Hostile Work Environment

First, the court held that plaintiff’s claim, as to comments made by one supervisor, was dismissed on statute of limitations grounds:

The district court properly dismissed as time-barred Szwalla’s hostile work environment claim based on comments made by her supervisor Paul Noyd in 2009. In a jurisdiction with a state fair employment agency, a plaintiff’s discrimination claim is time-barred if it is not filed with the Equal Employment Opportunity Commission within 300 days of the alleged discriminatory act or within 30 days of the termination of the state proceedings. Szwalla’s 2011 administrative complaint was untimely as to Noyd’s conduct and did not assert a continuing violation theory.

The court cited authority for the proposition that one “may not rely on a continuing violation theory if she has not asserted it in her administrative proceedings.”

Second, the court held that plaintiff’s claim was properly dismissed as to the conduct of a second supervisor on the basis of the so-called Faragher/Ellerth affirmative defense (named after the Supreme Court decisions from which the defense is derived.

The court explained:

The district court also properly determined that TWC had successfully raised an affirmative defense to Szwalla’s hostile work environment claim based on her second supervisor’s conduct.
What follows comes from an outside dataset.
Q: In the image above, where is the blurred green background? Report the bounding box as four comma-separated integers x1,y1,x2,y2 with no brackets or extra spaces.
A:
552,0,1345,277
An employer may avoid liability for a supervisor’s sexual harassment where it shows that (1) the employer exercised reasonable care to prevent and correct promptly any sexually harassing behavior and (2) the plaintiff employee unreasonably failed to take advantage of any preventive or corrective opportunities provided by the employer or to avoid harm otherwise. As the district court determined, TWC satisfied the first prong of the Faragher/Ellerth defense because the summary judgment evidence showed that it had anti-harassment policies in place that were widely distributed and allowed for employees to bypass supervisors when filing complaints. The summary judgment evidence also showed that TWC exercised reasonable care to correct the sexually harassing behavior when it promptly responded to Szwalla’s complaint by suspending and terminating her second supervisor. The second prong of the defense was satisfied because the evidence showed that Szwalla did not report her supervisor’s conduct for a year and she did not demonstrate that she had a credible fear that a complaint would be ignored or would result in an adverse employment action.

Thus, one take-away from this decision is that failure to report a supervisor’s objectionable conduct for, e.g., one year can have adverse consequences in litigation.

Retaliation

The court next held that the district court properly dismissed plaintiff’s retaliation claim.

It cited the well-established legal principles governing that claim:

In order to state a prima facie case of retaliation, a plaintiff must show that (1) she engaged in protected activity; (2) the defendant knew of this protected activity; (3) she suffered an adverse employment action; and (4) a causal connection exists between the protected activity and the adverse employment action. Should the plaintiff present a prima facie case, the burden shifts to the defendant to articulate some legitimate nondiscriminatory reason for the action. Where a defendant presents legitimate nondiscriminatory reasons for adverse employment actions, a plaintiff may prevail only if she can show that her participation in the protected activity was the “but for” cause for the adverse employment action.

Applying the law, the court explained: “Even assuming that Szwalla’s transfer and termination were adverse employment actions and that she stated a prima facie claim of retaliation, her claim must fail because TWC provided legitimate nondiscriminatory reasons for its actions and because Szwalla cannot show that her participation in protected activity was the “but for” cause of her transfer and termination.”